AMIラボ会長を務めるニューヨーク大学のヤン・ルカン教授。[写真 AFP=聯合ニュース]
◇AGI対SAI
論文プラットフォーム「アーカイブ」と外信などによると、「AGIがAI開発の里程標になるか」を争点に業界と学界で論争が拡散している。発端はルカン教授がニューヨーク大学とコロンビア大学の研究陣とともに先月27日に発表した論文「AIはSAIを通じて専門化を受け入れなければならない」だ。ルカン教授はAIの発展目標を「人間のように何でもうまくできるか」(AGI)ではなく、「新しい環境と課題にどれだけ早く適応し成果を出すか」(SAI)にシフトしなければならないと主張した。
AI発展の概念的段階は通常3段階に分かれる。▽囲碁や会計など特定任務に特化した狭い人工知能(ANI)▽人間水準の複雑な知的業務を遂行できるAGI▽すべての領域で人間を跳び超え、人間の専有物とされた集団知性も実現できる超人工知能(ASI)の順だ。現在テック業界は次世代AI市場を先取りするためAGIの開発速度を高めている。

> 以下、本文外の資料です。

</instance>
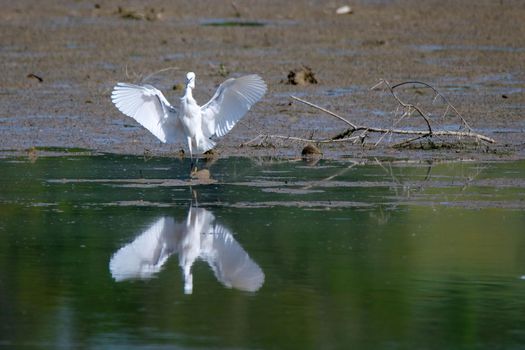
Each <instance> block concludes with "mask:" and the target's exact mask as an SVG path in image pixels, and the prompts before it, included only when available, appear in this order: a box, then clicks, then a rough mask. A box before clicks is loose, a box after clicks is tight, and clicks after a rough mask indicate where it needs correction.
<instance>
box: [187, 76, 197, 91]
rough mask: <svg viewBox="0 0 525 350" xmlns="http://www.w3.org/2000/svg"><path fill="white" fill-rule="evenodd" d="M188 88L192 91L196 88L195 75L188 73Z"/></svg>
mask: <svg viewBox="0 0 525 350" xmlns="http://www.w3.org/2000/svg"><path fill="white" fill-rule="evenodd" d="M186 86H187V87H190V88H192V89H194V88H195V73H193V72H188V74H186Z"/></svg>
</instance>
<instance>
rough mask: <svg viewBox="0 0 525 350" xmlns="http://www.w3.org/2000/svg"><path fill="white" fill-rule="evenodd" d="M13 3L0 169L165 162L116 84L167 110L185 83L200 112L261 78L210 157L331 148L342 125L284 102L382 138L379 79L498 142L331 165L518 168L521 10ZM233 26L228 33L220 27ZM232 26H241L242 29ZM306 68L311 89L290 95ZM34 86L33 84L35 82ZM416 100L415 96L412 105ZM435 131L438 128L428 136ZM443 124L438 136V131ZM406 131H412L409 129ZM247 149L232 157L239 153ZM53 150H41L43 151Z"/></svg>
mask: <svg viewBox="0 0 525 350" xmlns="http://www.w3.org/2000/svg"><path fill="white" fill-rule="evenodd" d="M341 5H342V4H338V3H332V2H322V1H320V2H280V1H272V2H265V3H264V4H261V3H259V2H256V1H243V2H242V3H241V2H239V3H238V4H237V3H236V5H235V6H232V5H231V2H216V1H199V2H197V3H192V4H186V3H182V2H181V3H179V2H173V1H152V2H148V4H147V5H146V6H145V5H144V4H143V3H142V2H135V1H128V2H120V1H107V2H103V3H97V2H95V1H75V2H71V1H54V2H46V5H45V6H42V5H41V3H40V2H38V1H35V0H27V1H20V2H10V3H8V4H5V5H4V9H3V11H2V13H1V14H0V32H1V33H2V34H1V35H0V44H1V45H0V46H1V48H0V56H1V60H2V62H3V64H2V66H1V68H0V70H1V73H2V80H1V82H0V103H1V105H2V108H1V109H0V156H10V155H26V154H28V150H32V151H29V154H30V153H31V152H33V153H37V154H38V155H46V154H53V155H54V154H69V153H64V152H62V151H61V150H62V149H69V150H71V149H78V148H81V149H86V150H89V151H88V153H99V152H100V153H117V154H136V155H143V154H147V155H153V156H176V155H178V154H179V151H180V149H181V147H182V145H163V144H161V143H160V142H158V141H157V140H156V139H155V138H154V137H153V136H152V135H150V134H149V133H148V132H147V131H145V130H144V129H142V128H141V127H139V126H138V125H137V124H136V123H135V122H134V121H133V120H131V119H130V118H127V117H125V116H123V115H121V114H120V113H119V112H118V111H117V110H116V108H114V107H113V106H112V104H111V101H110V99H109V93H110V91H111V88H112V86H113V85H114V84H115V83H116V82H118V81H127V82H138V81H140V80H141V79H142V78H144V77H145V76H147V75H148V74H150V73H152V72H155V71H158V70H161V69H165V68H168V67H172V68H175V69H172V70H168V71H165V72H163V73H159V74H157V75H154V76H152V77H150V78H149V79H148V82H149V83H151V84H154V85H155V86H157V87H158V88H159V89H161V90H162V91H163V92H164V93H165V95H166V97H167V98H168V99H169V100H170V101H173V102H174V103H176V101H177V98H178V96H179V95H180V91H177V90H174V86H176V85H177V84H179V83H181V82H183V78H184V74H185V72H186V71H190V70H191V71H195V72H196V73H197V88H196V91H195V97H196V98H197V101H198V102H200V103H204V102H205V101H206V100H207V99H208V98H209V97H211V95H212V94H213V92H214V90H215V88H216V87H217V86H218V84H220V82H222V81H223V80H225V79H226V78H227V77H228V76H235V75H241V74H247V73H257V74H260V75H261V76H263V77H264V79H265V80H266V82H267V83H268V86H269V92H268V94H267V95H266V97H265V98H264V99H263V100H262V101H261V102H260V103H259V104H257V105H256V106H255V107H254V109H253V110H252V111H250V113H249V114H248V116H247V117H246V118H245V119H244V120H243V121H242V122H241V123H240V124H239V125H237V126H236V127H235V128H234V129H233V130H232V131H231V133H230V134H228V135H227V136H226V137H225V138H223V139H221V140H220V142H219V145H218V147H217V153H218V154H219V155H220V156H222V157H227V156H276V157H297V156H299V155H300V152H301V149H302V147H303V146H304V144H302V143H295V142H274V141H271V142H265V143H263V144H260V145H258V146H257V147H253V145H251V146H248V145H246V143H247V142H248V141H250V140H252V139H253V138H254V137H256V136H257V135H258V134H259V133H263V134H285V135H292V136H297V137H310V136H312V135H313V136H314V137H319V138H321V137H330V136H334V135H336V134H337V133H339V132H341V131H343V130H344V128H345V125H344V124H342V123H341V122H338V121H336V120H335V119H333V118H330V117H328V116H325V115H323V114H322V113H321V112H319V111H316V110H312V109H310V108H307V107H305V106H304V105H300V104H298V103H297V102H293V103H292V100H291V99H290V97H289V96H290V95H296V96H299V97H301V98H304V99H307V100H309V101H312V102H314V103H316V104H318V105H320V106H323V107H326V108H329V109H330V110H332V111H334V112H336V113H339V114H341V115H343V116H345V117H346V118H347V119H349V120H351V121H353V122H355V123H358V124H366V125H369V126H376V127H389V126H391V125H392V122H393V116H394V113H395V110H396V105H395V104H393V103H392V100H391V99H389V98H388V96H387V95H386V94H385V93H381V92H376V91H370V87H371V86H373V85H375V84H376V83H377V82H378V81H379V80H380V79H387V80H389V81H391V82H394V83H395V82H400V81H406V80H420V81H424V82H427V83H430V84H432V85H433V86H435V87H436V88H438V89H439V90H440V91H441V92H442V93H443V94H445V95H446V96H447V98H448V99H449V100H450V101H451V102H452V103H453V105H454V106H455V107H456V108H457V109H458V110H459V111H460V112H461V113H462V115H463V116H464V117H465V118H466V119H467V121H468V122H469V124H470V125H471V126H472V128H473V129H474V130H475V131H477V132H480V133H483V134H485V135H487V136H489V137H492V138H494V139H495V140H496V143H495V144H491V145H485V144H482V145H473V144H468V145H464V146H461V147H440V148H437V149H432V150H421V149H409V150H407V149H403V150H399V149H392V148H391V147H390V146H389V145H390V144H392V143H393V142H395V140H389V139H386V140H385V141H384V142H382V143H381V144H380V145H379V146H378V147H376V148H369V147H366V148H363V147H361V146H360V145H351V144H348V143H344V144H330V145H323V146H322V151H323V156H324V157H327V158H341V157H350V158H363V157H374V156H377V157H388V158H402V159H416V160H417V159H477V160H496V159H506V160H509V159H524V158H525V141H524V140H525V137H524V136H525V116H524V115H523V111H524V110H525V93H524V92H525V24H524V23H523V20H522V19H523V18H525V4H523V2H520V1H500V2H495V1H481V2H478V1H476V2H474V1H463V2H459V3H458V2H453V1H427V2H419V1H399V2H386V1H359V2H352V3H351V4H350V5H351V7H352V14H348V15H336V14H335V11H336V9H337V7H338V6H341ZM232 23H233V25H232ZM239 23H241V24H239ZM302 65H307V66H309V67H311V68H312V70H313V71H314V72H315V74H316V78H317V80H318V84H309V85H289V84H286V83H285V81H286V77H287V74H288V73H289V71H290V70H292V69H296V68H298V67H301V66H302ZM39 78H40V79H39ZM423 95H424V94H423ZM439 122H440V120H436V123H439ZM447 123H453V122H448V121H447V122H446V123H445V125H449V124H447ZM404 126H405V127H418V126H419V124H418V121H417V120H409V121H407V124H405V125H404ZM242 145H244V146H242ZM50 147H52V148H50Z"/></svg>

だがルカン教授はAGI概念の問題を指摘しながら次世代AI覇権戦争の戦場を移している。彼は「人類が自身の知能を『汎用的』と信じることから虚構だ」と主張した。人類の知能は生き残りに必要な狭い範囲の作業に特化しているだけで、この範囲を超えれば限界は明確だとしながらだ。彼は「汎用性は明確な技術的指標でも、合意された概念でもない」と指摘した。
代案として提示したSAIの核心は適応性だ。AIが新たな環境を学習し自ら適応する能力を意味する。このためにはAIが現実世界の因果関係と物理的原理を推論できる「世界モデル」とAIの自己指導学習(SSL)が重要だ。ルカン教授は昨年10月にマサチューセッツ工科大学で開かれたシンポジウムで、「3~5年以内に世界モデルが主要モデルになるだろう。まともな精神状態の人ならば現在のタイプのLLMをだれも使わないだろう」と断言している。
コンピュータ学界のノーベル賞と呼ばれるチューリング賞を受賞したルカン教授は、2013年からフェイスブック(メタ)で「最高AI科学者」のポストに就き基礎人工知能研究所(FAIR)を率いてきたが、昨年末に同社を去った。その後スタートアップのAMIラボを設立した。この会社は10日に世界モデル基盤のAIシステム商用化を推進するため投資金10億3000万ドルを誘致した。